Developing a Craft CMS website maintenance plan

garrett’s headshot By Garrett, 15 Jan 2019

Over the years we’ve developed and maintained dozens of Craft CMS websites. Sometimes we’re brought into the initial development phase and are able to create them from scratch, but more regularly we’re brought in post-launch as a company outgrows its existing development partner or their needs change. This happens for a number of reasons, but the most common scenarios are:

  1. Your Craft CMS site was created by a smaller, sometimes 1-person shop and your growing online initiatives outgrow the preferred working style or available capacity.
  2. The company that built your Craft CMS site specializes in start-to-finish website design projects and strategically chooses to stay away from support and maintenance work.

In both scenarios, it’s difficult to maintain websites after launch while juggling larger design and development projects if you don’t have an intentional plan in place. We’ve experienced this firsthand and it wasn’t until we developed our maintenance plans a few years ago that we figured out how to manage ongoing support and maintenance projects successfully.

In this blog post, I'll explain the issues to solve in order to develop a website maintenance plan that scales and works for the long haul.


The first issue is the ability to fit small support projects and regular updates into your work schedule without derailing larger start-to-finish projects. At Good Work, at any given time each member of our development team could be on a 4, 6, or 8-week development project while tackling a handful of support projects (typically 1-8 hours) in parallel. This works alright until you get to the end of a larger project and realize you’re quite a bit behind from the context-switching required for the smaller projects. We tried a few things here: one person on website maintenance for set hours per month, week, etc., neither of which seemed to fully solve the problem. In the summer of 2017, we made the decision to start building a full-time maintenance team for the ability to handle support in parallel to larger projects without the issue of context switching and project derailment.

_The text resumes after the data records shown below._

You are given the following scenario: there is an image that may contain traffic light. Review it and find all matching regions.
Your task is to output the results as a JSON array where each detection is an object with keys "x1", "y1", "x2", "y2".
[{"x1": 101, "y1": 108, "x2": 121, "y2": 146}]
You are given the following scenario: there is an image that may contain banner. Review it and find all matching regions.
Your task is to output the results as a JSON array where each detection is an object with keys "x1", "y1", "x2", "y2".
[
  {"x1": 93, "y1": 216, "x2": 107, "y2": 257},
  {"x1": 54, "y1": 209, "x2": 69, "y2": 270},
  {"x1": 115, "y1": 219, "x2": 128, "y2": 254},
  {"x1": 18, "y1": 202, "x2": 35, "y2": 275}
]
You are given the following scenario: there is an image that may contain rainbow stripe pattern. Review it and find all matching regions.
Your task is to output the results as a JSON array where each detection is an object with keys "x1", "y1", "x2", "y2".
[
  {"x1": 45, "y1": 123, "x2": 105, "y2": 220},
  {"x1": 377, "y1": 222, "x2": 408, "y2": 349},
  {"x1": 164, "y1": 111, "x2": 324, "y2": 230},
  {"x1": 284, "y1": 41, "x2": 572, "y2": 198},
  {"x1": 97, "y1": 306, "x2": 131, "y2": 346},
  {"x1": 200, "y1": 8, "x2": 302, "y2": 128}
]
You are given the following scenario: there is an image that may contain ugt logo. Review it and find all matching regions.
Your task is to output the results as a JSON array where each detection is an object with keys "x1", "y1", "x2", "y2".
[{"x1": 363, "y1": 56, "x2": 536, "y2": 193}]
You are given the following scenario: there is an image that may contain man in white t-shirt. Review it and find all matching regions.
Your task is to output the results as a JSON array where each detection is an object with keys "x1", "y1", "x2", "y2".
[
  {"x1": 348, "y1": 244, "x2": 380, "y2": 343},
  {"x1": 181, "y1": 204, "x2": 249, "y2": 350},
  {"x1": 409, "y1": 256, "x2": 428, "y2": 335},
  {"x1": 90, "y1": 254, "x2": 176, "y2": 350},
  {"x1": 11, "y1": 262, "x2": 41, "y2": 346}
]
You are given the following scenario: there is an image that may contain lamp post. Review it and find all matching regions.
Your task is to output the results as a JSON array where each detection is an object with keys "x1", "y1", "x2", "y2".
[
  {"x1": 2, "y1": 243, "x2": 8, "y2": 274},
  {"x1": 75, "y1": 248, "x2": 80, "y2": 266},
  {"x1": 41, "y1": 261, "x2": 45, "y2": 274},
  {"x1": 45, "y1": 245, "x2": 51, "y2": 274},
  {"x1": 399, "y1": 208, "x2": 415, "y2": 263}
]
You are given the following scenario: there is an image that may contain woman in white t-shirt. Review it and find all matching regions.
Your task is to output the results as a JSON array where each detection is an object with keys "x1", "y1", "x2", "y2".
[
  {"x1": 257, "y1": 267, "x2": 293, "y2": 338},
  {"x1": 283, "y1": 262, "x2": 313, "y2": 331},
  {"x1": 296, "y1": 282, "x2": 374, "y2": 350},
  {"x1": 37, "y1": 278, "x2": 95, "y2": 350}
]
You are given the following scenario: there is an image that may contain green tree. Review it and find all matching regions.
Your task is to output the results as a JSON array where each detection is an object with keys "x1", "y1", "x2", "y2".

The second issue is that support and maintenance projects have the same overhead needs, just in smaller intervals, and should be treated the same as larger projects. They still need to be estimated, they still need kick-off calls and timelines, and so they should be split out into their own projects rather than all falling into a generic “Website X Support” in your project management and time-tracking tools. This problem was easier to solve, and more of a mindset change than anything else. All projects, whether 30 minutes or 12 weeks, go through our project onboarding process to ensure they’re clearly defined, estimated, and have a set timeline.

Another requirement to creating a good plan is that whether you’re a team of one or a team of one hundred, you should have a shared code and deployment convention so that anyone can hop in and understand how to set up and maintain the website with as little hassle as possible. At Good Work, we have a starter system as our baseline Craft CMS installation that we use for all websites that we create. For the websites we take on in a maintenance capacity we transition what we can into our convention and document anything out of the ordinary to streamline future development.

Lastly, your maintenance plan requires a significant amount of ongoing communication with the client. There are always bug fixes, new features, and CMS updates being prioritized and re-prioritized on a regular basis depending on the volume of work. What’s worked well for us is a combination of quick weekly status calls (sometimes even daily depending on the volume of work), monthly prioritization meetings, and a shared Trello board for progress transparency and project management.


In summary, developing a good support and maintenance plan is an important part of the web as a whole and can be done successfully with a good process in place. For our team that means:

  • A full-time team to manage all website maintenance services
  • Treating maintenance projects the same as larger projects
  • A shared code and deployment convention across all projects
  • Regular communication and transparency of work-in-process

By creating an intentional process around your maintenance plan you can maintain existing Craft CMS projects with the same quality, efficiency, and care as new builds in the long term.